Every Saturday night, I have the privilege of joining a group of friends for a Sabbath dinner. We share prayer requests and recent highpoints, sometimes take communion, and have a Sabbath blessing. It is truly a highlight of my week, in part because the food our generous host prepares is always par excellence, but also because the rhythm of fellowship is nourishment for my soul.
Jesus spent a substantial part of his ministry seated at a table—hosting and being hosted. He had many things to say about how to approach the table, who to invite, and why it is important. The church began around a dinner table and the promised finale of our faith is a wedding supper. It is unsettling to think, considering the significance Jesus attributed to the table, what will become of a church that doesn’t have one.
Recently, there has been a slew of articles connecting the loneliness epidemic in America to the disappearance of the dinner table from the American home. The reasons for its disappearance are numerous but essentially, we have allowed our meals—and the processes necessary to provide for and prepare them—to be outsourced to the food industry (i.e. industrial farms, fast-food chains, grocery stores, etc.). As a consequence, the community that was once a natural byproduct of food’s various demands has been undermined. These days, not only are we bowling alone, increasingly, we are eating alone, too.
Consider the juxtaposition between what my grandmother’s dinnertime experience might have been like and what many would regard as an ordinary family dinner experience in the 21st century. My grandmother, Mary Alice, was born during the Great Depression, which means that her family did not enjoy the material abundance we know today. The provision, preparation, and enjoyment of meals, by virtue of necessity, was communal in all its stages. Each individual member could not choose what to eat or when to eat it; rather, these decisions were made for them by those preparing each meal because food was not so accessible. My Great Grandmother Florence, God bless her, had to feed all six of her children, her husband, plus guests because they often took boarders.
Today, conversely, every member in the family, especially if the children are old enough to drive, has the liberty to make their own decisions about food. We do not have to depend upon one another for the provision and preparation of our meals, we do not have to wait for it since it is always available, and often each one of us has our own preferences about what we should eat so why eat together at all? Is it any wonder that the dinner table is disappearing from our homes?
As much as I wish I could say that the church is an exception and has excelled at resisting these trends, by and large we have failed, just as we have failed to properly recognize the war our digital devices have waged against our bodies—settling instead for what is faster, cheaper, and often genetically engineered to addict us, to the detriment of our bodies.

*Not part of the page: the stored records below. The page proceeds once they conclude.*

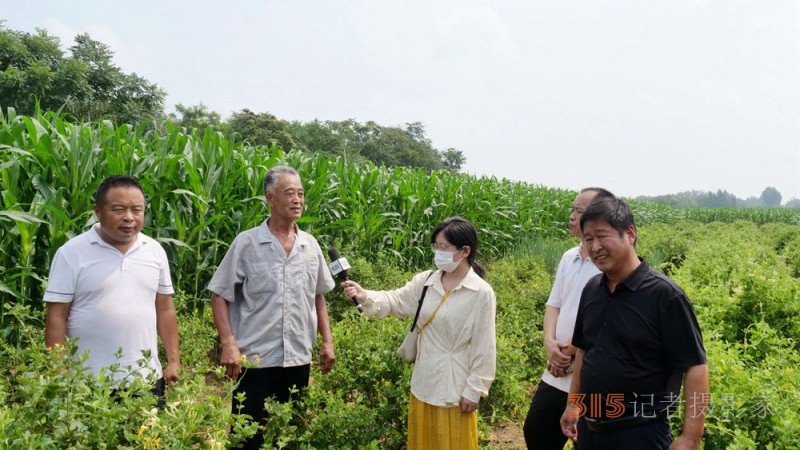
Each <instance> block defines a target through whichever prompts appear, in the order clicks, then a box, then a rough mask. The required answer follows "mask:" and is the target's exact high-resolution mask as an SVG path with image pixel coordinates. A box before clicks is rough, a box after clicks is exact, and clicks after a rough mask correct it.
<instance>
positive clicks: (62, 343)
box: [44, 302, 72, 348]
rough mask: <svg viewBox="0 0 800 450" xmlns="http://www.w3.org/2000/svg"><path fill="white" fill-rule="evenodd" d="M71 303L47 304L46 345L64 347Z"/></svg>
mask: <svg viewBox="0 0 800 450" xmlns="http://www.w3.org/2000/svg"><path fill="white" fill-rule="evenodd" d="M71 306H72V305H71V304H70V303H55V302H51V303H48V304H47V318H46V319H45V327H44V345H45V346H46V347H48V348H49V347H52V346H54V345H56V344H59V345H64V343H65V342H66V341H67V319H68V318H69V311H70V309H71Z"/></svg>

But it is not only our bodies that have suffered; our corporate body has similarly deteriorated because, as I have suggested, food usually functions as a social unifier.
I must confess that I do not envy my Great Grandmother Florence for her work. And occasionally I do enjoy a trip to Chick-fil-a. But, if we are truly concerned about the loneliness epidemic facing my generation (and, increasingly, the world), we need to seriously consider what it might take to reverse some of these troubling trends. It will involve surrendering some of our autonomy, slowing down our lives, and inconveniencing ourselves for the sake of others. And I believe the church is uniquely equipped for this task.
After all, one of our most important sacraments involves gathering around a dinner table to share a meal. The table might be one of the church’s greatest opportunities to witness in our day and age, where many people are taught to scorn the body, have developed unhealthy relationships with food, and suffer social isolation. It is therefore time the church began asking better questions about our tables — both our personal and corporate ones. If Christ were physically in our midst, would we be content to serve him what we ourselves are eating? If Christ were sitting with us, would we be so quick to move on to whatever comes next?
The Gospel of Luke says that Jesus “eagerly desired” to share the final supper with his disciples. In my experience, when the food is good and the company is better, people are compelled to come to the table and linger. Since Christ himself promised to nourish us and be present among us when we gather, how much more expectantly should we approach the table? There is no better feast than the one over which Christ himself presides.